To gówno prawda, nie to się liczy w życiu. Miłość, honor, szczerość i prawda, te wartości, które powinny rządzić w nas wszystkich, zostały zakopane, zniszczone, oplute i zdewastowane. Bóg miał plan na ten świat, raczej wątpię, że miał on wyglądać, tak jak wygląda. Człowiek skundlił, zepsuł ten plan. Postanowił wspinać się po trupach do celu i spadł, zostawiając za sobą zniszczenie. Mądrzy ludzie tego świata kulą głowę, udają, że problemu nie ma, a my coraz bardziej upadlamy swój gatunek.

 Przygnębiające.

 Znów oparłem się o ścianę i stęknąłem głucho, słysząc, że za drzwiami ktoś wściekle się awanturuje, ale nie obchodziło mnie to. Ostatnie dni swego życia spędzę na myśleniu o dobrych rzeczach, zapamiętam świat jako piękne i dobre miejsce, którym mógłby być, gdyby ludzie przestali gonić za pieniędzmi i tytułami, a zaczęli cieszyć się z małych rzeczy. Zamknąłem oczy i zapadłem w niespokojny sen

-*-

- Tato - łzy dławiły mi głos, gdy patrzyłem jak go wyprowadzają - Tato, co się dzieje!?

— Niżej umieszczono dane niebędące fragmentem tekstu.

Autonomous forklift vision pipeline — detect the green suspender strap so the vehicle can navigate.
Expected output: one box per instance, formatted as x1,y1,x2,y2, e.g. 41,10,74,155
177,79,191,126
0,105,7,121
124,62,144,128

 Dwójka policjantów trzymała go jak mordercę, zginając jego kark w kierunku ziemi. Szeryf Keller stał i przyglądał się tej scenie beznamiętnie, za nim stała Sierra McCoy, w swej nienagannej białej koszuli i równo wyprasowanej czarnej spódnicy, obok niej Alice Cooper, notująca całe zdarzenie w swym notesie, uśmiechała się szyderczo, zadowolona, jakby gwiazdka miała nadejść w tym roku szybciej. Stała tak, cała trójka, uśmiechając się, mrużąc oczy przed słońcem. Nie obchodziło ich, że zostanę sam, że nie będę miał się gdzie podziać. Nawet nie zaproponowali mi rodziny zastępczej. Odbierali mi właśnie osobę, którą kochałem, która przez całe dzieciństwo była dla mnie wzorem męskości.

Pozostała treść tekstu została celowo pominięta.